The wind came in offshore from the side, keeping conditions steady all day. And thanks to El Niño, the normally beige and brown landscape was swathed in green brush and dotted with desert blooms like I’d never seen. The water was clearer and more vibrant than usual, reflecting the milky-blue opacity of the sky. My first trip was cut short almost immediately when a friend I’d met up with fell on his rail and cut his eye pretty badly. We doctored it up to the best of our ability and waited out the night (there’s no driving out after dark), but by morning it was clear that someone needed to escort him the 10+ hours back home, where his girlfriend and 14 stitches were waiting. It was hellish, but you go there knowing that between the reef and the road, anything can happen.

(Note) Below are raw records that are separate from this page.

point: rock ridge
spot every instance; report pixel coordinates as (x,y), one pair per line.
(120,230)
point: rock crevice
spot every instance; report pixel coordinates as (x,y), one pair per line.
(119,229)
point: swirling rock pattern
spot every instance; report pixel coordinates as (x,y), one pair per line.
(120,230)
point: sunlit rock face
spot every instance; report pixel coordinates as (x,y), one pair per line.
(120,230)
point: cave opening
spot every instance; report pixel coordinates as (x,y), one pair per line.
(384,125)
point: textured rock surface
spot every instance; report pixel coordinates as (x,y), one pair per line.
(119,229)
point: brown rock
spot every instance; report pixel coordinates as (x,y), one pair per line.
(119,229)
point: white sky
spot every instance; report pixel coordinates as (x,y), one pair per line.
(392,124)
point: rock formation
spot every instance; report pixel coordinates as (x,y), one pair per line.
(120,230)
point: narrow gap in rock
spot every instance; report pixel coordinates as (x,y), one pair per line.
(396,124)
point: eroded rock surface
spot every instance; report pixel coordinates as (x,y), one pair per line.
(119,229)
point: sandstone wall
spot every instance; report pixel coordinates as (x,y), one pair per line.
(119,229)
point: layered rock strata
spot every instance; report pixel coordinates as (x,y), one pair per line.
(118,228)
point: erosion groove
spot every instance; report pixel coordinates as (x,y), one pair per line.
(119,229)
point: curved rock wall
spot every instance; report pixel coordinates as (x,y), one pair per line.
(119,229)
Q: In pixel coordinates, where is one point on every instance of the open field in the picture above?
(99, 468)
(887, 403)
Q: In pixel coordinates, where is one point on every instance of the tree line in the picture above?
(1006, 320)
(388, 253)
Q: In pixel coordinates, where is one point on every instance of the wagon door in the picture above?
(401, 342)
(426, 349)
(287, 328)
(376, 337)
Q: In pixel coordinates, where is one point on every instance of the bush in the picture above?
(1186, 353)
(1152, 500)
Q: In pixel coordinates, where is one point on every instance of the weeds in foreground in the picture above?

The second time I drove down, I intended to stay for a while; luck held and that’s what I did. My good deed a few weeks prior was rewarded with days of waves, getting lost going around the corner to the next point, and the next, and the next. With no one around for miles save the occasional fishing co-op, this area of Baja – the Lost Coast – lures you into thinking the next point will be better, the surf checks lasting almost indefinitely. The thing is, with so many nooks and crannies, sometimes the next point really is better. They say it’s about the journey, and between the elaborate choreography I follow to get down there and what can happen once I do, this seems like solid advice. But whoever asserted that the journey has more to offer the traveler than the destination never surfed Baja.